Often considered to be the most aesthetically pleasing window that can add significant value to a house.
Usually fitted in period properties, with a concentration in London. Many listed buildings and properties in conservation areas are required to have sash windows that must be replaced on a like-for-like basis.
The standard sash window has two framed panels that slide up and down crossing over (although, some have one fixed panel, see below). Upper floors must have restrictors fitted as a safety measure.
The original design allows for a vented opening at the top and bottom of the window that can create a draw of air for superior ventilation. A clever design, long before we had air conditioning or extractor fans.
Unfortunately, old sash windows require significant maintenance and usually end up being painted shut in older houses. As the frames age, they create gaps that rattle in the wind and allow blasts of cold air. Cords become frayed and the sashes have to be propped open. Or, they become warped and stiff in the frames and can’t be pushed open.

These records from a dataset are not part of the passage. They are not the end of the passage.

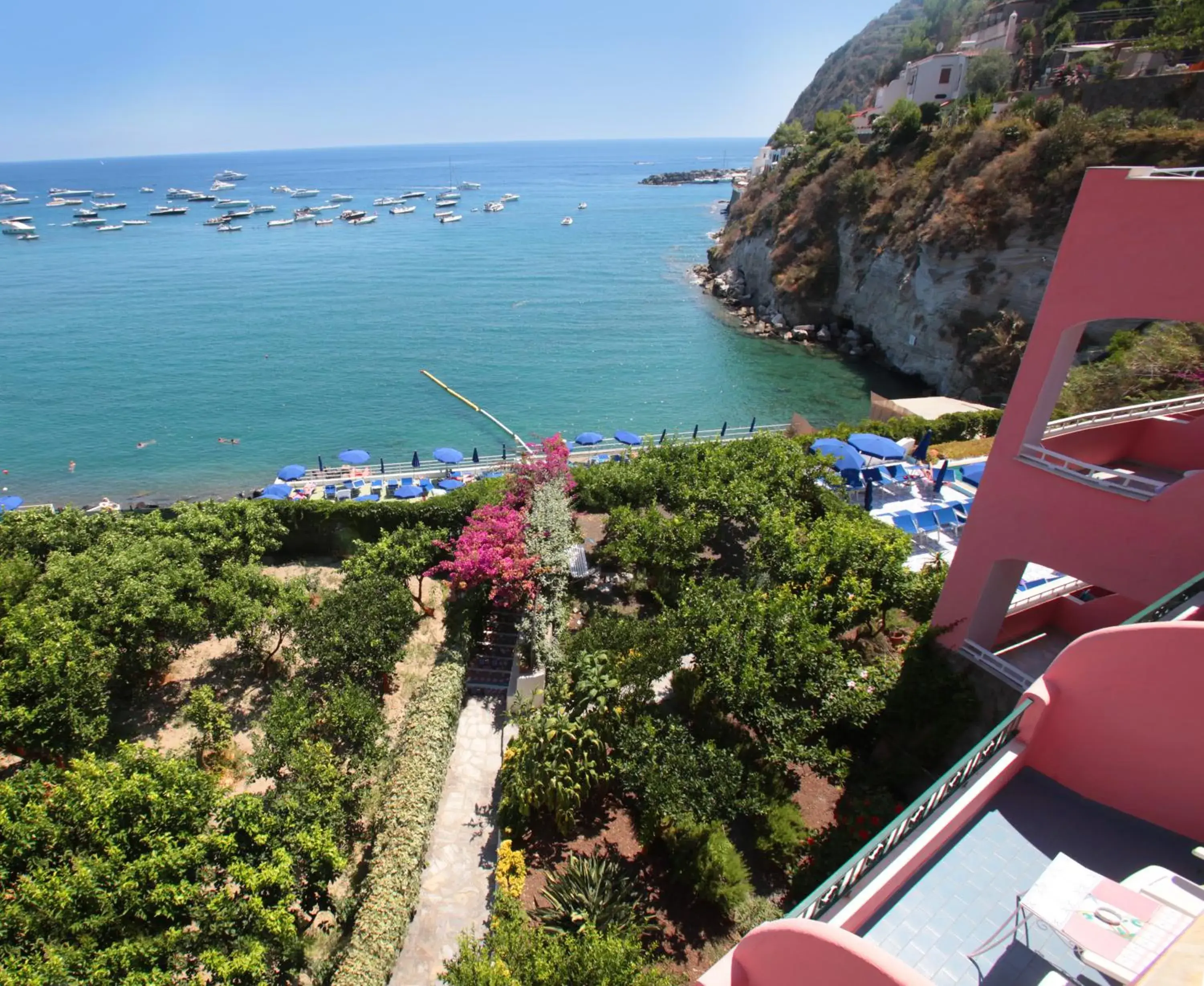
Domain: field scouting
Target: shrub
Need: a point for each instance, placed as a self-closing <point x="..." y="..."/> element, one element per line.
<point x="781" y="835"/>
<point x="707" y="864"/>
<point x="593" y="891"/>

Modern sash windows are constructed with spiral balances that allow easy opening and closing. Brushes that ensure a good seal when closed and can be double glazed for energy efficiency.
Well-fitted contemporary sash windows look stunning on a period property. Although they are an investment, they can make a property more desirable for sale.
Beware of removing sash windows from period properties as it can have a negative impact on the property value.
There are a few different types of sash windows:
- Single hung
One sash pane slides whilst the other remains fixed.
- Double hung
Both sash panes will slide open to allow venting at the top and bottom of the window.
- Dummy Sash
The window is styled to look like a normal sash window but the sashes are fixed and don’t open. Used to create symmetry and or equal sightlines on a property.